Hi @kushkhosla, before looking at the scaling issue, I decided to try benchmarking the different simulators. I used the following IPython script:
import pennylane as qml
from pennylane import numpy as np
ENCODING_SIZE = 10
NUM_QUBITS = 10
def circuit(x, thetas):
for i in range(ENCODING_SIZE):
qml.RX(x[i], wires=i)
for i in range(NUM_QUBITS - 1):
qml.CNOT(wires=[i, i + 1])
for i in range(NUM_QUBITS):
qml.RX(thetas[i], wires=i)
for i in range(NUM_QUBITS, 2 * NUM_QUBITS):
qml.RY(thetas[i], wires=(i - NUM_QUBITS))
return tuple(qml.expval.PauliZ(wires=i) for i in range(NUM_QUBITS))
x = np.random.random([ENCODING_SIZE])
thetas = np.random.random(2 * NUM_QUBITS)
devices = [
qml.device("default.qubit", wires=NUM_QUBITS),
qml.device("forest.numpy_wavefunction", wires=NUM_QUBITS),
qml.device("forest.wavefunction", wires=NUM_QUBITS),
qml.device("forest.qvm", device="{}q-qvm".format(NUM_QUBITS)),
qml.device("forest.qvm", device="{}q-pyqvm".format(NUM_QUBITS)),
qml.device("qiskit.basicaer", wires=NUM_QUBITS),
qml.device("qiskit.aer", wires=NUM_QUBITS),
qml.device("projectq.simulator", wires=NUM_QUBITS),
# qml.device("microsoft.QubitSimulator", wires=NUM_QUBITS),
]
print("Encoding size: {}".format(ENCODING_SIZE))
print("Number of qubits: {}".format(NUM_QUBITS))
for dev in devices:
print("\nDevice: {}".format(dev.name))
qnode = qml.QNode(circuit, dev)
%timeit qnode(x, thetas)
Running this script with ipython timing.ipy
, gives the following results:
Encoding size: 10
Number of qubits: 10
Device: Default qubit PennyLane plugin
2.35 s ± 236 ms per loop (mean ± std. dev. of 7 runs, 1 loop each)
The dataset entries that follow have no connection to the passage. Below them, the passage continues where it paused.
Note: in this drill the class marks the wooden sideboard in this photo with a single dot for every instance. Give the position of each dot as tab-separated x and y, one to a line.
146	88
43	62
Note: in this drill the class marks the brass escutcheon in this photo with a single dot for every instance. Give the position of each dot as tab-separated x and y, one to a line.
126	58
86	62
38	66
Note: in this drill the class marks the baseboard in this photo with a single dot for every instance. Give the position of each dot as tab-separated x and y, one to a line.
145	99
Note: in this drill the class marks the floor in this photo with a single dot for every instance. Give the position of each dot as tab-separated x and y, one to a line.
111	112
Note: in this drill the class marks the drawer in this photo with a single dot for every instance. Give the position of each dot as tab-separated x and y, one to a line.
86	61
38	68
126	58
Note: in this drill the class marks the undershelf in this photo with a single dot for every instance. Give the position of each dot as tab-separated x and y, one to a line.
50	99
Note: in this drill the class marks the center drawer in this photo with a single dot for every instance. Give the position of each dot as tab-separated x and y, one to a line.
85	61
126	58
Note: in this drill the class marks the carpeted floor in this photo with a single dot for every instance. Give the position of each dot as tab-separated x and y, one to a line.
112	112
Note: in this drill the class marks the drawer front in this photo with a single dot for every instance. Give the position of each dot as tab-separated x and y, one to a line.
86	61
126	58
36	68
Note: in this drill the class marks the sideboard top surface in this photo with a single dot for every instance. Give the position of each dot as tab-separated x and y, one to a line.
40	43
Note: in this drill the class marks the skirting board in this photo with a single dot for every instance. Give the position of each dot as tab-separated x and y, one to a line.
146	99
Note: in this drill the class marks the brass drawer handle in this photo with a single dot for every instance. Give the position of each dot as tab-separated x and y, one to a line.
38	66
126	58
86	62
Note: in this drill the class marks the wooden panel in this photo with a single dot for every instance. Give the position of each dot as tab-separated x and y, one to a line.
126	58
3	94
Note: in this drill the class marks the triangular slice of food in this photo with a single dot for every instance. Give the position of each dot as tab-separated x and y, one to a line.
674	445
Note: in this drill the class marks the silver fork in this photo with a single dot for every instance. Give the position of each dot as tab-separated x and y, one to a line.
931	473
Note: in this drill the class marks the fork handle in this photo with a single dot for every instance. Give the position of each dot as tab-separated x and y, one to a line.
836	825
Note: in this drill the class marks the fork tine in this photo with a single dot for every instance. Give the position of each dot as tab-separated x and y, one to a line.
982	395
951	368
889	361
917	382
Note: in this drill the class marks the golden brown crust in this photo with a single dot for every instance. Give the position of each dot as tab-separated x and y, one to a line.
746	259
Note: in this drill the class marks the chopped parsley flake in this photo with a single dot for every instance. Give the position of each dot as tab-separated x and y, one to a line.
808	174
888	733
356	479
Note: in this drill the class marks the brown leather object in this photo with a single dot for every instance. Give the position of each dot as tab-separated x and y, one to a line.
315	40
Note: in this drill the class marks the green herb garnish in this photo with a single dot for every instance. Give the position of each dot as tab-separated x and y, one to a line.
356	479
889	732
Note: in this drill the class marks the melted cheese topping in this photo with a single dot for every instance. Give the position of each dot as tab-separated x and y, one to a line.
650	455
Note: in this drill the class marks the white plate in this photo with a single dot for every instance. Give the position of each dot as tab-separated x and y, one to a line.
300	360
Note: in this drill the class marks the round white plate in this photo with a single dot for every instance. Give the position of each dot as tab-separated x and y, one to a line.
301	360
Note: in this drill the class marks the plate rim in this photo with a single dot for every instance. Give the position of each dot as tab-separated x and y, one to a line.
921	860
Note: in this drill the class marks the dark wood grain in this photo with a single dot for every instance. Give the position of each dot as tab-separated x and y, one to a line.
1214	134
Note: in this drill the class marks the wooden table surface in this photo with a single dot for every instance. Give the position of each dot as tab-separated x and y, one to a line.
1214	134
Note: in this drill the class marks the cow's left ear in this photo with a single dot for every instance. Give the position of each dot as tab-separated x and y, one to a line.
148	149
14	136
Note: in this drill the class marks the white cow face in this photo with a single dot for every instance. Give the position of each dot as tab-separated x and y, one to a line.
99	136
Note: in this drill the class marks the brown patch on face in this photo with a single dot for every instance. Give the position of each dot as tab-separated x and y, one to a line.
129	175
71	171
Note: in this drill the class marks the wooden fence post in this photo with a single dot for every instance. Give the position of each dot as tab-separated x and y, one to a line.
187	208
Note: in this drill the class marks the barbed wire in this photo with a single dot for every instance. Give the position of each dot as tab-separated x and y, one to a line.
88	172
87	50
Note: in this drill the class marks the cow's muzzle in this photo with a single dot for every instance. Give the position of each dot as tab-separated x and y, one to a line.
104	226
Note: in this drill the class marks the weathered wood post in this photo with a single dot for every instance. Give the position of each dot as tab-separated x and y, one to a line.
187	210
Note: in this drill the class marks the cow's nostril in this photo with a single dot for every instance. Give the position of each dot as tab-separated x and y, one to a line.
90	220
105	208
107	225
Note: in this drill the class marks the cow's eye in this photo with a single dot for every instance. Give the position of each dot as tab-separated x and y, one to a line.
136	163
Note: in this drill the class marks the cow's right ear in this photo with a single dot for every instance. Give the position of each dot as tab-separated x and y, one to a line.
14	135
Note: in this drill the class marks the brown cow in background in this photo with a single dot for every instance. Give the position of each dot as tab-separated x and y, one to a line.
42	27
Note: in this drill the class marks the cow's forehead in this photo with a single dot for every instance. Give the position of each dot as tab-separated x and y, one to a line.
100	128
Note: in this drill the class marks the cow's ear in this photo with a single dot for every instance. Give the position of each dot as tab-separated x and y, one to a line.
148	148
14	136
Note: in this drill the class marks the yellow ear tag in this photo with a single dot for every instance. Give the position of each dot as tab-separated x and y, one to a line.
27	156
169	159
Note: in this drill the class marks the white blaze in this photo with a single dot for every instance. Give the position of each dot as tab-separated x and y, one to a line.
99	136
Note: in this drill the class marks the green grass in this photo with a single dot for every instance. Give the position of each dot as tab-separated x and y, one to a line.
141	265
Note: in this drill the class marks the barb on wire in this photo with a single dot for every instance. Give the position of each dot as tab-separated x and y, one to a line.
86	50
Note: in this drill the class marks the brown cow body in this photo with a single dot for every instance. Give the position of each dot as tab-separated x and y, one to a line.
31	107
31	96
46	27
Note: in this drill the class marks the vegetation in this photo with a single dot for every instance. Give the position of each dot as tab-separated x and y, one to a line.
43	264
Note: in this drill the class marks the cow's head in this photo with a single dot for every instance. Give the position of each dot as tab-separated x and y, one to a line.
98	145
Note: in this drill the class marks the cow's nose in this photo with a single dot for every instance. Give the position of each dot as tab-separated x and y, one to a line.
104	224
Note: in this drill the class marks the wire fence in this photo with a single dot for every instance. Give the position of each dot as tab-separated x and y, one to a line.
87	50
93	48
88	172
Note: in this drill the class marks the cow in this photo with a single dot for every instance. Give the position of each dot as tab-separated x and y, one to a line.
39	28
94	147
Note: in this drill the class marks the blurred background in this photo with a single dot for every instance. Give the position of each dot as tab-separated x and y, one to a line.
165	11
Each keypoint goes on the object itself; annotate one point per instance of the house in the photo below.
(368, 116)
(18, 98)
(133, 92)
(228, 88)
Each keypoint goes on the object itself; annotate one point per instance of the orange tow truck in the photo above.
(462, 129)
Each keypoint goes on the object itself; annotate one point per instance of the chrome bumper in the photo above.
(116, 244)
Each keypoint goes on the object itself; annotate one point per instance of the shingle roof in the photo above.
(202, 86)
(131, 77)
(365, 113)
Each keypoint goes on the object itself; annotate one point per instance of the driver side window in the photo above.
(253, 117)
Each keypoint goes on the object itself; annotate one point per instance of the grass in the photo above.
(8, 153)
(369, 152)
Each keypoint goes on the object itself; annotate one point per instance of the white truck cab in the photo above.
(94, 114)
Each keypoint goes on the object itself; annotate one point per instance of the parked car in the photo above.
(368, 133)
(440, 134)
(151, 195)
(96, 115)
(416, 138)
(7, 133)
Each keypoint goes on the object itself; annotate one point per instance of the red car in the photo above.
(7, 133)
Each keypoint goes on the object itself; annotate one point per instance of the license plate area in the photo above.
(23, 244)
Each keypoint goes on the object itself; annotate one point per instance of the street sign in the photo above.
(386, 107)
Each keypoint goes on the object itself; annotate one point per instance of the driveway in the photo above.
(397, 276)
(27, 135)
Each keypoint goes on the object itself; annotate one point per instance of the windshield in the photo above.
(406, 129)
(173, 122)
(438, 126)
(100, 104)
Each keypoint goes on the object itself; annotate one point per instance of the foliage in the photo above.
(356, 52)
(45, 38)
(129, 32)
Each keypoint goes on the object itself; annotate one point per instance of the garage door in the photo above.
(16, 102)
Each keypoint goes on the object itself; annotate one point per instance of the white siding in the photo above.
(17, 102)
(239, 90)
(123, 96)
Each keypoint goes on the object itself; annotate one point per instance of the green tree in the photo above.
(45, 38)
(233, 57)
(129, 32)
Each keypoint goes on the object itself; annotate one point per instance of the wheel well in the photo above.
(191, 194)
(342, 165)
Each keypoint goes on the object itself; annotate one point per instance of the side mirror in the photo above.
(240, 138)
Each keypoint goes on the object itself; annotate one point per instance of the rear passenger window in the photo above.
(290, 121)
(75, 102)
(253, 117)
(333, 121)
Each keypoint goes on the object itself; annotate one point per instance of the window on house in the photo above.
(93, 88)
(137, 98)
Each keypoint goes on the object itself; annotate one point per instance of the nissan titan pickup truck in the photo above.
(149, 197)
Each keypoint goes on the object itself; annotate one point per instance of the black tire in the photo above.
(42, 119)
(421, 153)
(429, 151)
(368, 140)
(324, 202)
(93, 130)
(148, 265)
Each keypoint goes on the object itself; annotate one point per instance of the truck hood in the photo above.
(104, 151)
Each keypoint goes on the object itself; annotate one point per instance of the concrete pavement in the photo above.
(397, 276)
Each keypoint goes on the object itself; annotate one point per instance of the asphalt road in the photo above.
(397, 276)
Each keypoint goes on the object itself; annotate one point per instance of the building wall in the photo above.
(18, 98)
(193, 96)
Device: pyQVM NumpyWavefunction Simulator Device
293 ms ± 36.6 ms per loop (mean ± std. dev. of 7 runs, 1 loop each)
Device: Forest Wavefunction Simulator Device
350 ms ± 65.4 ms per loop (mean ± std. dev. of 7 runs, 1 loop each)
Device: Forest QVM Device (10q-qvm, 1024 shots)
5.6 s ± 92.6 ms per loop (mean ± std. dev. of 7 runs, 1 loop each)
Device: Forest pyQVM Device (10q-pyqvm, 1024 shots)
6.71 ms ± 245 µs per loop (mean ± std. dev. of 7 runs, 100 loops each)
Device: Qiskit Basic Aer (1024 shots)
179 ms ± 4.95 ms per loop (mean ± std. dev. of 7 runs, 1 loop each)
Device: Qiskit Aer (1024 shots)
162 ms ± 5.18 ms per loop (mean ± std. dev. of 7 runs, 10 loops each)
Device: ProjectQ PennyLane plugin (1024 shots)
60.5 ms ± 26.9 ms per loop (mean ± std. dev. of 7 runs, 10 loops each)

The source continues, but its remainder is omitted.